Vishal Sikka steers Infosys back to high growth trajectory
Initiatives taken by Infosys CEO Vishal Sikka has clearly boosted the company’s performance in the June quarter. Over the last few months, CEO Vishal Sikka’s sharpened focus on sales and delivery strategy and overseeing the top 15 clients personally has also helped drive revenue growth.
Revenues from top 10 clients have grown by 5.9 per cent sequentially compared to the decline in the previous quarter. Infy’s revenue from its top client has grown by 10.5 per cent sequentially. Revenue growth rates across verticals are fast catching up with some of its peers, which could lead to a re-rating of the stock even if earnings upgrades do not happen for FY16.
Infy’s dollar revenues grew 4.5 per cent quarter on quarter to $2.25 billion in the June quarter, which was well ahead of the Street’s expectations and the best the company has done in the last 15 quarters. IT Services volumes grew 5.4 per cent QoQ, the highest in 19 quarters. While topline has grown ahead of the estimates, the company’s margins took a knock in the June quarter due to wage hikes and higher visa costs.
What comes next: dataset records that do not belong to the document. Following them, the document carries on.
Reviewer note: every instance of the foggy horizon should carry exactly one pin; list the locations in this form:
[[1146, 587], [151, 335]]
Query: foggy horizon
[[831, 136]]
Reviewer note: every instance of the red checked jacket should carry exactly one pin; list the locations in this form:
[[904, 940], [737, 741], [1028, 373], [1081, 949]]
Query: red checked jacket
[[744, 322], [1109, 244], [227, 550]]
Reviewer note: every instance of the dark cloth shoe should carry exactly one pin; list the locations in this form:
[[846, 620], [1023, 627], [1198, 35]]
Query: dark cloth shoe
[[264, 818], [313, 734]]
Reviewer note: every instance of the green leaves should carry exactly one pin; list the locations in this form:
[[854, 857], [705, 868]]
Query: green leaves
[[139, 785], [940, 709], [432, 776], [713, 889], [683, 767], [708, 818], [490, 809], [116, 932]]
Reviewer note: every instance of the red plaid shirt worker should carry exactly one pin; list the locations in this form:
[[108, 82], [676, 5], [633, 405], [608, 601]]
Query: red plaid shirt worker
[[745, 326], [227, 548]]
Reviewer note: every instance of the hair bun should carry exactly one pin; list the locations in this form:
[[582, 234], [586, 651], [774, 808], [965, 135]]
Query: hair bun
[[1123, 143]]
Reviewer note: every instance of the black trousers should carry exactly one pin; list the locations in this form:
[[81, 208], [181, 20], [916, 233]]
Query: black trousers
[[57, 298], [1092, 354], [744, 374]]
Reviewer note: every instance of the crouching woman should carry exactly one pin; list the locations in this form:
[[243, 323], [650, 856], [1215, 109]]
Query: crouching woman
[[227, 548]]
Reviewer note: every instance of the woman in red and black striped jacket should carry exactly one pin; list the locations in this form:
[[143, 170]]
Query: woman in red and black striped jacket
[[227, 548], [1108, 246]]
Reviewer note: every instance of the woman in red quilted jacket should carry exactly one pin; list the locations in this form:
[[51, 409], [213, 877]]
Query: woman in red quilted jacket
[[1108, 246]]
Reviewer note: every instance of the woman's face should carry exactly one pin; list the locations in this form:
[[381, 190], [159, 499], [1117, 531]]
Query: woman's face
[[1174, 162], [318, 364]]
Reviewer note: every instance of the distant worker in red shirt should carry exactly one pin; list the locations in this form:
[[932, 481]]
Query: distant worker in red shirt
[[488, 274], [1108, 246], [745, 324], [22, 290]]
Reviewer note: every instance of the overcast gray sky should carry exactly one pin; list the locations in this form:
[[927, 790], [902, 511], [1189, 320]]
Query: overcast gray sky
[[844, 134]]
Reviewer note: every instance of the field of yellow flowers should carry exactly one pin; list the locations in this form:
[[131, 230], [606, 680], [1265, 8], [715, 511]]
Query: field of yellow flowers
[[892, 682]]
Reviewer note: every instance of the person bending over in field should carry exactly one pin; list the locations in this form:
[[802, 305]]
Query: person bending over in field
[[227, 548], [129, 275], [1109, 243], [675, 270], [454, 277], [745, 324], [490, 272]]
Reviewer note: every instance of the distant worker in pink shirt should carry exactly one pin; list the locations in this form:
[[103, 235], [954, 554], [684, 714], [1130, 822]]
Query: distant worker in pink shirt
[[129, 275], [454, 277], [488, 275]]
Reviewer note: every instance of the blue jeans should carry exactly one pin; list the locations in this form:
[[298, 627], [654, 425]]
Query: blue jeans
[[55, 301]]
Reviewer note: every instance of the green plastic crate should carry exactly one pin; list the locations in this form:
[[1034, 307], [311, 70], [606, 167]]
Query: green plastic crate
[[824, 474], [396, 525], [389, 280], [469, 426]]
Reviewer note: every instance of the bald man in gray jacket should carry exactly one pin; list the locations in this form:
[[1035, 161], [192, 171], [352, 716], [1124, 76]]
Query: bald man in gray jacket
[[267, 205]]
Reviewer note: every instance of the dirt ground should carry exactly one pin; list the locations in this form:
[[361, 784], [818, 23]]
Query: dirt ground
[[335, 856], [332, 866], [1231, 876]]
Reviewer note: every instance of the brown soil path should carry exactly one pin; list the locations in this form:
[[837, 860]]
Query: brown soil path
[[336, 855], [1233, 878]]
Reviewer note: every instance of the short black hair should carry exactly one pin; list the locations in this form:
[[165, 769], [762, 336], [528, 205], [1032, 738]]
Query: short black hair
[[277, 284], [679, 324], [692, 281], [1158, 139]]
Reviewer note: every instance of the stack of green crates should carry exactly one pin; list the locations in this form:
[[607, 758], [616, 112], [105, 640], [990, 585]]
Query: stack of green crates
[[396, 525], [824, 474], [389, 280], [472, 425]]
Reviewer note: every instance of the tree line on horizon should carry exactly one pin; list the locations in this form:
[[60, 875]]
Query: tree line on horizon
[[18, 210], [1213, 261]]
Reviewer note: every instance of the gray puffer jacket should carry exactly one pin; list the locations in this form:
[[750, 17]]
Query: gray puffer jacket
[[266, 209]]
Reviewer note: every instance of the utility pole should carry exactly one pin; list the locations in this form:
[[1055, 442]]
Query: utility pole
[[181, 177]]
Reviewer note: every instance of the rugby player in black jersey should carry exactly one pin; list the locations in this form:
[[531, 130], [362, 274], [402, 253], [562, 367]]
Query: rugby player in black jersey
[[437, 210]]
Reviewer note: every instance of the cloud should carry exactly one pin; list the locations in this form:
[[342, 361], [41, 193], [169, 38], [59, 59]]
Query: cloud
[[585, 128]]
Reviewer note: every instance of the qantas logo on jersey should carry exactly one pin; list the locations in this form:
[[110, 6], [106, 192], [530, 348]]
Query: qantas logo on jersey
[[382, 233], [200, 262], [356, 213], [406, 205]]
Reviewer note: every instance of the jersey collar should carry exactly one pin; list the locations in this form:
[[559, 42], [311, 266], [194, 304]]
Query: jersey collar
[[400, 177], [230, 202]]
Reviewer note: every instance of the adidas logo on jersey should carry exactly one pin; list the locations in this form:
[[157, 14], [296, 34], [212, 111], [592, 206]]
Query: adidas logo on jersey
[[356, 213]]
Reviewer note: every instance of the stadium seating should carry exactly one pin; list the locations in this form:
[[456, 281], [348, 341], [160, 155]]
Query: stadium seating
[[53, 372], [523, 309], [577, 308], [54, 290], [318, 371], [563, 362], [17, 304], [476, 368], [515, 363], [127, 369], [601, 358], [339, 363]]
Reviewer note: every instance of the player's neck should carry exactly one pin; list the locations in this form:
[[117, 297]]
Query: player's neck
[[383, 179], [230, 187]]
Operating margin declined 170 basis points to 24 per cent as gross margins declined 260 basis points. Emkay Global says, “Infosys has surprised positively on growth, though missing expectations on margins. While earnings estimates will not see any meaningful changes, stronger revenue growth will drive both stock upsides and provide succour to the bulls on a higher price/earnings multiple.”
For the last few years, investors have penalised Infosys for focusing on profitability, which had a negative impact on its revenue growth. This trend seems to be reversing. Even though net profit declined 4.5 per cent sequentially in dollar terms and 2.1 per cent QoQ in rupee terms, the stock rose 10 per cent in early trades. It goes without saying that the Street is more focused on the robust revenue growth reported during the quarter. Even as the company has retained its constant currency guidance at 10-12 per cent for FY16, it has revised its dollar revenue guidance upwards to 7.2-9.2 per cent for the same period (excluding acquisitions).
Commentary seems to suggest the company is implementing its strategy of increasing revenues per employee from $52,000 to $80,000 over the next few years through automation. The process is already underway, with Infosys winning 15 deals for Panaya, which will implement projects using a combination of people plus software.